Quiéreme bajo un manzano

–Aquella tarde el cielo estaba nublado, muy nublado, y nosotros no teníamos paraguas, ¿sabes? –acompañó esa frase de una leve risa que acabó en tos. Carraspeó y antes de proseguir con la historia se subió las gafas por el puente de la nariz hasta colocarlas de nuevo en su sitio–. No me río porque me haga gracia el hecho de que no tuviéramos con qué protegernos si se ponía a diluviar de repente, sino porque recuerdo todo aquello de una manera feliz, por extraño que parezca.
»Nos habíamos perdido en el bosque y ya estaba anocheciendo. Ella me cogió las manos y yo la abracé. De repente, me cayeron unas cuantas gotas encima, por lo que levanté la mirada hacia el cielo, pero no era allí donde llovía, sino en sus ojos. Me sabía mal que estuviera llorando, pero de alguna manera así se liberaría de toda la tristeza que le consumía en aquellos momentos y lo único que podía hacer yo era abrazarla.

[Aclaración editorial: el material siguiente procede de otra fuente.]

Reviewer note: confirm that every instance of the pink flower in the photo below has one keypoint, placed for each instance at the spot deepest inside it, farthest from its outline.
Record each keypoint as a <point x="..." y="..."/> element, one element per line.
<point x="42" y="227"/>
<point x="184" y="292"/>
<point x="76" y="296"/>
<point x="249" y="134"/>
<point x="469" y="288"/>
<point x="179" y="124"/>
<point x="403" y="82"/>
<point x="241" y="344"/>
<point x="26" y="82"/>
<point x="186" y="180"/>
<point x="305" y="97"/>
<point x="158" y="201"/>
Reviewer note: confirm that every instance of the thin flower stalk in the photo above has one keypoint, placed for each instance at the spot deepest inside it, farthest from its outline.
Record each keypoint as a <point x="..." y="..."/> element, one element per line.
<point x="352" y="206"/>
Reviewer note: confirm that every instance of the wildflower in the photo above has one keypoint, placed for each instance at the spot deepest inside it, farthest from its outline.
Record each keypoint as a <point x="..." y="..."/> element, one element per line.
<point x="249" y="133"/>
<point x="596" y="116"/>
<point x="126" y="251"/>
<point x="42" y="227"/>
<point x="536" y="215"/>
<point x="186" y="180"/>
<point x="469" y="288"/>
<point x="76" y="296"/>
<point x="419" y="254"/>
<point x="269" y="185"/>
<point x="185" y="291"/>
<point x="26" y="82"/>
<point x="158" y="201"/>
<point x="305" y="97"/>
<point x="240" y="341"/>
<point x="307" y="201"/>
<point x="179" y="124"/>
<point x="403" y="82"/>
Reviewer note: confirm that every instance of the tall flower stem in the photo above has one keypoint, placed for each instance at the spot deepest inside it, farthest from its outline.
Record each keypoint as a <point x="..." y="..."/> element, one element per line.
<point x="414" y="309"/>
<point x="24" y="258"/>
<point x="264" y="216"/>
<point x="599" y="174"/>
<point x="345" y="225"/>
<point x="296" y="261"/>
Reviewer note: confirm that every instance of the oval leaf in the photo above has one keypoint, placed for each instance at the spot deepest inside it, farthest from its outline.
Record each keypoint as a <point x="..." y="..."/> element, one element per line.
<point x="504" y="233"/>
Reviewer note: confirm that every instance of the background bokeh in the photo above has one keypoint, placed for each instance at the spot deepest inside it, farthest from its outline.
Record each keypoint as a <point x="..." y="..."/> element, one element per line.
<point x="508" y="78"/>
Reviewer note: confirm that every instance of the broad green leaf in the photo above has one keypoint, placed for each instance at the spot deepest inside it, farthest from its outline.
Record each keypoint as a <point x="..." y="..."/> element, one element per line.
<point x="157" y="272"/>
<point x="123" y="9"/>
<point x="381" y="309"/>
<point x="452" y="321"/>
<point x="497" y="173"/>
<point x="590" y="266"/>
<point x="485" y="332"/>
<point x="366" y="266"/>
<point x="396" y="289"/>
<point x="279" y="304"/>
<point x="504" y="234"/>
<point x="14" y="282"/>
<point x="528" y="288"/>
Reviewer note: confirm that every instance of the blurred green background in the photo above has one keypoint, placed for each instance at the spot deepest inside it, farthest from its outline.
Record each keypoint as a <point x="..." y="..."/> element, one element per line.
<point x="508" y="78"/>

»“¿No estás feliz porque estemos aquí los dos juntos?”, le dije evitando mirar directamente a la humedad que resbalaba de sus ojos. Su respuesta fue seguir llorando como si no hubiera un mañana, pero sin que ello nos separara. Al contrario, nos unió incluso más. Y mientras ella lloraba yo observaba los manzanos que formaban aquel bosque en el que nos hallábamos perdidos y libres a la vez. Libres porque allí no había reglas que seguir ni a quien obedecer; perdidos no solo porque no encontrábamos el camino, sino porque yo no sabía cómo consolarla y ella estaba sumergida en su tristeza. Incluso me siento perdido ahora al recordar todo esto y no encontrar la forma de olvidarlo y seguir adelante. La echo demasiado de menos y eso que han pasado años desde aquello. Las manzanas me recuerdan cuánto la quería.